Wow! I have huge trees in my yard, too. When I had a tree guy cut the limbs over my roof, I lost my shade for my deck. Then he told me I have 8 Ash trees that the emerald ash borer will kill. Ugh. I need to figure out a solution so I can't see my neighbors.

Janet O. said...

Oh, it is hard to lose a good size tree. It has become a part of your life, and then suddenly there is a bare spot where life had been.
We had a maple at the corner of our raspberry patch just die suddenly this summer. My son planted it as a cub scout project many years ago, and it was finally a respectable shade tree. In the Spring it was full of buds, but they never opened. It just dried up.
Can't believe the monkey man. He is almost my age--he has no business doing that! LOL
Love Harvey's efforts to help. :)
The photo at the end with the stump in the sunset is a beauty!

Chantal said...

I can so feel your pain. I cried too when we had to bring down the front yard spruce. It was always so beautiful in the winter time. But the family is growing and we needed a bigger drive way to park more cars. I didn't blog about that one but I did when the row of spruce had to be cut down. You can see it here:
They sell some things you can screw to a stump to make it look like a gnome's house or a fairy's house. Look it up on Pinterest if you have an account. Good luck with the decision. ;^)

Dar said...

I too feel your pain. We were fortunate to buy our property that was well endowed with many trees, of many different types (although most were low maintenance and less expensive for the previous owner). Having said that they were beautiful and we had lots of birds and wildlife because of the landscape arrangement. But my DH is a city boy and he did not value them as I did and alas, we have had to take down too many to count. They keep dying now because of the cost to water our property. We let Mother Nature take care of most of them. Well, now we are paying the price of expensive removal. I am heartbroken and sick every time I see one come down because of neglect. I hope our younger generation sees value in planting and maintaining trees and shrubs. They make a difference to our health and beauty of life. Your pictures are priceless. You definitely have an eye for photography.

Lindah said...

I can surely empathize with you, remembering a huge old maple and the critters it housed ---when our little critters weren't swinging away too high from its high branch. Lots of memories. And the autumn color! That big stump is a special gift; you will enjoy that and the memories.

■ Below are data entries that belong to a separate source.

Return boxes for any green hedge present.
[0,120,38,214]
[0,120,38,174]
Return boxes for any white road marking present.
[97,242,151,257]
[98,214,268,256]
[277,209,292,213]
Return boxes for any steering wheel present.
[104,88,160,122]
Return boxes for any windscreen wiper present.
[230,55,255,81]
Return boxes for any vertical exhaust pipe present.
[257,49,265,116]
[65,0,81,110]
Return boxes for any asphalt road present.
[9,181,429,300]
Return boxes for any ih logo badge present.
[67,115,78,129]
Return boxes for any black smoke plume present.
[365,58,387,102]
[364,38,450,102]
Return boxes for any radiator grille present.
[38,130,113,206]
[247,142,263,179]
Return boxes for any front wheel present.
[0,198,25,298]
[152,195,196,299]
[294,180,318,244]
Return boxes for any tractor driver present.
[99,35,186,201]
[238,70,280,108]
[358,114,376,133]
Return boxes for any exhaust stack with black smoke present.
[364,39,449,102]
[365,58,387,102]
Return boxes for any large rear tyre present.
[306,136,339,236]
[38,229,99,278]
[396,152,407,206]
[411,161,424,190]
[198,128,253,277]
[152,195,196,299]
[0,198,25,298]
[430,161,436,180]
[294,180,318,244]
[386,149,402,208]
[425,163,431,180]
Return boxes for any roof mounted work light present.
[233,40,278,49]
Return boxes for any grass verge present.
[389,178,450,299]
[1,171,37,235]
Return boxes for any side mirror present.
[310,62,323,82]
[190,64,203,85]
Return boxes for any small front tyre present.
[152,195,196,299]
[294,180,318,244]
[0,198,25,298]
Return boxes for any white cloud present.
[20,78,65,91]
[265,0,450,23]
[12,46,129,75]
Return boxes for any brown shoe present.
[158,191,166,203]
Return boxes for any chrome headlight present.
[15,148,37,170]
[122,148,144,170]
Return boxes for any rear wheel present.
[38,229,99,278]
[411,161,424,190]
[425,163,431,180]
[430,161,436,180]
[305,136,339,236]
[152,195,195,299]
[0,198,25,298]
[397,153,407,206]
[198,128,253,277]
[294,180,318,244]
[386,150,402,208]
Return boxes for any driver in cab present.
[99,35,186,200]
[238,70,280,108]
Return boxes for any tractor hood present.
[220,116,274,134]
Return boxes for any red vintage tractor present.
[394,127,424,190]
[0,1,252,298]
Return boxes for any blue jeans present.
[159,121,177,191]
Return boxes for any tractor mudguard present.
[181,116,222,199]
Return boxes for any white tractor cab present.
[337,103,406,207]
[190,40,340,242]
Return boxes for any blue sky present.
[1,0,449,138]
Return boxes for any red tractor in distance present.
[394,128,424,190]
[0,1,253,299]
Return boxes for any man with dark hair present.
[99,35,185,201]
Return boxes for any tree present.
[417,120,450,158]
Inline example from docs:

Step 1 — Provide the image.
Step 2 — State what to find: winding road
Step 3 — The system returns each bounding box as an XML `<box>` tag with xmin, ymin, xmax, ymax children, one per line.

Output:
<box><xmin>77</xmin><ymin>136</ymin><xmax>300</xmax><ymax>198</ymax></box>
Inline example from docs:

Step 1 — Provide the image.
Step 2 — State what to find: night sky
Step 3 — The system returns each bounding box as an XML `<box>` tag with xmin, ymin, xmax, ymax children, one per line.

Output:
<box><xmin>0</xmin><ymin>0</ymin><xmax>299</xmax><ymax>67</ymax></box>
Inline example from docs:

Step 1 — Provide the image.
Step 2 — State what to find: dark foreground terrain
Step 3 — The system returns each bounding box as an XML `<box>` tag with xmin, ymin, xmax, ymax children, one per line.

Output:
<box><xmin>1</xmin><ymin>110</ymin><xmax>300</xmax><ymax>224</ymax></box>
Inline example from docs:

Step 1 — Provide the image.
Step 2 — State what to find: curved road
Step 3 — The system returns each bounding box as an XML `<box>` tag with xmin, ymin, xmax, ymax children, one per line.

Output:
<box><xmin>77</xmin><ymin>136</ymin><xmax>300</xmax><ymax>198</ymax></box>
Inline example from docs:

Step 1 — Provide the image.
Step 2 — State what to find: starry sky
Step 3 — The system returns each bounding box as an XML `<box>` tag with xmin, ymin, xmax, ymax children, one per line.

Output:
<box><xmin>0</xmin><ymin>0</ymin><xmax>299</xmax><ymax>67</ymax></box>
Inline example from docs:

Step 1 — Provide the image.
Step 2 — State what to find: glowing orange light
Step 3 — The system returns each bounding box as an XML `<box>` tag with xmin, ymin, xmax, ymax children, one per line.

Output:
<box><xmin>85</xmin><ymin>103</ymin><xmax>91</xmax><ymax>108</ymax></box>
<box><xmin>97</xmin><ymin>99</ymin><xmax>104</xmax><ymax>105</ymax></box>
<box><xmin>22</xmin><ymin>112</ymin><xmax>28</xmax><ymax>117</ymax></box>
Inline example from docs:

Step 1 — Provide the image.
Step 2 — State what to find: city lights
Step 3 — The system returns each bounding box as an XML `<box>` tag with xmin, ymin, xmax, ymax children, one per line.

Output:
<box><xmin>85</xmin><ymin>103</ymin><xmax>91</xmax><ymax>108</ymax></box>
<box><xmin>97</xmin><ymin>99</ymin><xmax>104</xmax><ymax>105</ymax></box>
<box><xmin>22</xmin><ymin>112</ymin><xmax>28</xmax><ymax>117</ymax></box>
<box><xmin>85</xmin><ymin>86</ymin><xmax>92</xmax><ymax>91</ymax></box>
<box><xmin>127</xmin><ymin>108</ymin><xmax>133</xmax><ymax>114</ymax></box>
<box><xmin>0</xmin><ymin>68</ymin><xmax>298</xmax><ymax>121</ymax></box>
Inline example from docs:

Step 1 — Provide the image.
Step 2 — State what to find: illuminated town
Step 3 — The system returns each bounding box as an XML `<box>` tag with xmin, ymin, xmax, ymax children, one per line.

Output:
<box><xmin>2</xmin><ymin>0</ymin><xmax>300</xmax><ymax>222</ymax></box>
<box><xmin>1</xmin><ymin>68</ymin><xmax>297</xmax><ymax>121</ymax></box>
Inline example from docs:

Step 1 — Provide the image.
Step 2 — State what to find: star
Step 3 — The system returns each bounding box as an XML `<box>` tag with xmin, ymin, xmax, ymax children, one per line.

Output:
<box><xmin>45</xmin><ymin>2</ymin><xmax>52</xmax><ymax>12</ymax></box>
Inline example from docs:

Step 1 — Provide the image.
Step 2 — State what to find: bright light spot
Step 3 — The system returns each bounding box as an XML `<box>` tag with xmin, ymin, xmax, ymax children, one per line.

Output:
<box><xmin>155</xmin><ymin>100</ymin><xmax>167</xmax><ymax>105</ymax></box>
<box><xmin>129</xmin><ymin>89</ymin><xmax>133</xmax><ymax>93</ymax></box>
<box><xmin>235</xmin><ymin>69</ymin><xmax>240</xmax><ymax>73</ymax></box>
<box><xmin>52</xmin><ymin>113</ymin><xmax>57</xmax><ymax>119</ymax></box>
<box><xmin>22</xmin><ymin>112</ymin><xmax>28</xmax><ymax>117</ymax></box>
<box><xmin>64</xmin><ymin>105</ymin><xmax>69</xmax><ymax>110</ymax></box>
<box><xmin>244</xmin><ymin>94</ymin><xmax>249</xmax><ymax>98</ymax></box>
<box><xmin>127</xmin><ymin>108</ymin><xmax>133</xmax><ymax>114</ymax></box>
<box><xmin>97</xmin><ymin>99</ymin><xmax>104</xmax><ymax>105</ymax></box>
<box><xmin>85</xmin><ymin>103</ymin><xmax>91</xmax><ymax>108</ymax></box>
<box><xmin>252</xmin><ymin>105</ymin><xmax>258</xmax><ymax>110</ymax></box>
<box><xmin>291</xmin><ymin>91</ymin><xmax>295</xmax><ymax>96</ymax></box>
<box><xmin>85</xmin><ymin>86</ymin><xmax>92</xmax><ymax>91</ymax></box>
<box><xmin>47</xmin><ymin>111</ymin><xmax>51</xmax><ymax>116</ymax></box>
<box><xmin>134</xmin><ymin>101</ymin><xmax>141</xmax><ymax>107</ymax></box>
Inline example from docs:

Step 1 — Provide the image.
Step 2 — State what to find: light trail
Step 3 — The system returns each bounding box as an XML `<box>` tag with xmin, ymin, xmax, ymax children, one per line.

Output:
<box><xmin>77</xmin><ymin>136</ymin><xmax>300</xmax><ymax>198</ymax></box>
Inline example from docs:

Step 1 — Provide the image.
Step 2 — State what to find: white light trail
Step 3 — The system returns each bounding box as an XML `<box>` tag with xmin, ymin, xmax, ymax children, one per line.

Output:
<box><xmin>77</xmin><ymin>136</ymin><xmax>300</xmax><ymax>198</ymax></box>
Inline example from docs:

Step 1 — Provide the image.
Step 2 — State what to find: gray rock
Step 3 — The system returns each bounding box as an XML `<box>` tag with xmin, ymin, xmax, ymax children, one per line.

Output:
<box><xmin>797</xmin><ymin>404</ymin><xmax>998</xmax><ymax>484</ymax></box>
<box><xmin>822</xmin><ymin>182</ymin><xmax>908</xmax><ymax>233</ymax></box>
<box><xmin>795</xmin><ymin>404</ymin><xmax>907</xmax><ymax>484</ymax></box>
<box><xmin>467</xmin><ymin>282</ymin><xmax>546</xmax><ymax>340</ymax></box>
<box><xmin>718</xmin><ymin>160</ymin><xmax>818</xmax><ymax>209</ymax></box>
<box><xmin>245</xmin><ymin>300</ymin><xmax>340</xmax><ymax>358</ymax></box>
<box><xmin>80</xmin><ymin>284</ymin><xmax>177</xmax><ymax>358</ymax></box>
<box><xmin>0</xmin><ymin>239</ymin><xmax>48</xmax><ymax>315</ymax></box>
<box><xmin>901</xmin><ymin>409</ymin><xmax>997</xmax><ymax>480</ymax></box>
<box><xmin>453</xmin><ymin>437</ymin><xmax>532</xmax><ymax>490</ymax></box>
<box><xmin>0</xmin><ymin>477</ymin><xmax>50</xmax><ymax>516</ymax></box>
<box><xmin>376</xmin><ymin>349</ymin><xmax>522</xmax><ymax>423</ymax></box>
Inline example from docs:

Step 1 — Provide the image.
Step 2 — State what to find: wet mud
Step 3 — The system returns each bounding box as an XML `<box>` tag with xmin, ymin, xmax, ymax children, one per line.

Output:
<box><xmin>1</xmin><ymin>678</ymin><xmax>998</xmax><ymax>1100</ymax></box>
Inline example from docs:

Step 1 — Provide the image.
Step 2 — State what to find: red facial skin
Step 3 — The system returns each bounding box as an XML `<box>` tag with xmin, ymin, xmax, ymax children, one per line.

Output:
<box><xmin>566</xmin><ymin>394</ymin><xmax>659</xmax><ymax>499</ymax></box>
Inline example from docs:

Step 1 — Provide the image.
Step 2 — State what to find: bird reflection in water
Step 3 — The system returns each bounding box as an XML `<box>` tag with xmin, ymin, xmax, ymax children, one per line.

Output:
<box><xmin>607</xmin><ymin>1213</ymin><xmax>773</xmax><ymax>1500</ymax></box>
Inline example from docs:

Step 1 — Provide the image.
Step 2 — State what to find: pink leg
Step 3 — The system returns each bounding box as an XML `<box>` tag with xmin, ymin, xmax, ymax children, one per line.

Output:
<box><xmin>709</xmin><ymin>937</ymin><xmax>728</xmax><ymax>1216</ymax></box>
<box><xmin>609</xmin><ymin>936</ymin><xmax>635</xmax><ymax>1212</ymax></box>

So, are you going to plant a new tree? Or maybe a flower garden to soak up all that extra sunshine? I suppose it will take awhile for the roots to decompose, or else a lot of hard rip work, but a nice big colorful planter on the stump might be nice.

Wow! You folks are getting a lot of rain. I take it that this is rather unusual. We are having unusual heat out here. Unusual weather in a lot of places this year. A reminder perhaps that we not get too set in our ways and forget to keep our eyes focused on the Creator of it all.